COLLINS AND HENDERSON AWARDS
In recognition of the deep and abiding difference that staff members have had and continue to have on the lives of students, Hobart and William Smith are proud to support two awards. Named in honor of Lillian E. Collins and James Henderson '75, each a longtime employee of the Colleges, the awards recognize students of color whose accomplishments and passion match those of two people whose lives have been dedicated to making HWS a more inclusive and welcoming place for all students.
The Lillian E. Collins Endowed Scholarship Fund
Established by family and friends of Lillian Collins in recognition of her service and dedication to the students of Hobart and William Smith and greater Geneva community. Lillian was a champion on campus for multicultural students and a staunch supporter of the Afro-Latino Alumni Association.
This important scholarship fund shall be awarded to an upper-class historically underrepresented ethnic minority student at Hobart and William Smith who is academically qualified and financially deserving. In addition, the recipients will also demonstrate a commitment to the Colleges and the Geneva community through both their service and leadership. Must be a resident or citizen of the United States.
Lillian Elizabeth Williams Collins was born on November 21, 1948 in Sanford, Fla. She migrated to Geneva in the late 1950s. In 1966, she graduated from Geneva High School and on March 6, 1967 she came to work at Hobart and William Smith Colleges.
Lillian began her HWS career as a Secretary in the Office of Publications with June L. Thomas. Over the years, she held many positions including Secretary in the Office of Alumni Relations and Administrative Assistant in the Office of Development. The majority of Lillian's tenure at the Colleges was spent as an Assistant to several Vice Presidents for Development. Currently she is a Senior Research Specialist in the Office of Advancement Services.
Lillian, or Miss Lillian as she is known to many, has witnessed the Colleges' transformation over the years, with the construction of buildings such as Emerson Hall, the Warren Hunting Smith Library/L. Thomas Melly '52 Center, and the Scandling Center, named after her good friend, the late William F. Scandling '49.
Although Lillian has spent her entire HWS career at Alumni House, she is perhaps best known for the tireless hours that she has contributed across the entire campus. A woman of few words, Lillian brings new meaning to the term servant leader. She has volunteered at campus activities, offered her services and expertise to events sponsored by organizations affiliated with the Office of Intercultural Affairs, and most importantly, has been a mother-away-from-home to an endless number of HWS students.
All students who have experienced Lillian's spirit of giving have been touched by and wholeheartedly appreciated her care packages. Lillian has also played a key role in ensuring that the Colleges were connected to the community. Any lecture, party or program that she thought would benefit someone, especially the community of color, she shared the information.
In her free time, Lillian has enjoyed serving on several boards and for many years as campus liaison for the United Way of Ontario County.
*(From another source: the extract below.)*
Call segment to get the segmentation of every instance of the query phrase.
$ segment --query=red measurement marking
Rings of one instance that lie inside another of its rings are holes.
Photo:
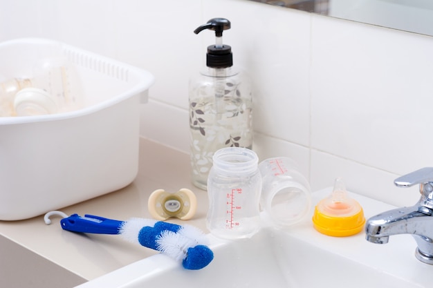
[[[242,189],[241,188],[232,189],[231,193],[227,193],[227,206],[228,208],[228,209],[227,210],[227,213],[230,214],[228,219],[225,220],[225,228],[227,228],[228,229],[232,229],[235,226],[239,226],[239,222],[234,221],[234,210],[240,210],[242,209],[242,207],[234,205],[234,195],[236,194],[241,193]]]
In 1995, she was honored by the Geneva Chapter of the NAACP as the first recipient of the Mary Ann Mallard Community Service Award. She also received the Martin Luther King Committee Community Service Award in 2006.
The Dean James Henderson '75 Award of Merit is given to a student of color who embodies the spirit of Dean Henderson and his love of learning and athletics.
James Henderson, also known to many students as Dean Henderson, was born in Philadelphia, Pennsylvania in 1942 and in 1975, received a bachelor of science in Sociology from Hobart College.
Because of his own educational experience, Dean Henderson was keenly aware of the important role of education in helping young people build a strong foundation for life. During his 24 years of dedicated service as an administrator at HWS, he served as a counselor in the Office of Minority Affairs; the first Director of the Developmental Learning Center (later renamed the Center for Academic Support Services); Assistant to the Dean for Academic Support Services; and Assistant Dean of the Colleges in the Office of Intercultural Affairs. It was during this time that Dean Henderson developed his infamous "13 P's" (A Potent Philosophy, Preparation, and Prior Proper Planning will Positively Prevent Piss Poor Performance Permanently, but if all else fails, PRAY!) which he used as an educational model to help students understand the importance of applying themselves in their studies.
In addition to helping students, Dean Henderson was also committed to helping his community. In recognition of his involvement in community affairs, the NAACP presented Dean Henderson with the Mary Ann Mallard Community Award for "untiring and unselfish service" rendered to the community in 2004.
Dean Henderson passed away on January 26, 2007. He took great pride in assisting students with their academic performance; their success being his greatest reward. His many contributions to education and to the students at HWS and in the Geneva area have had profound and lasting imprint.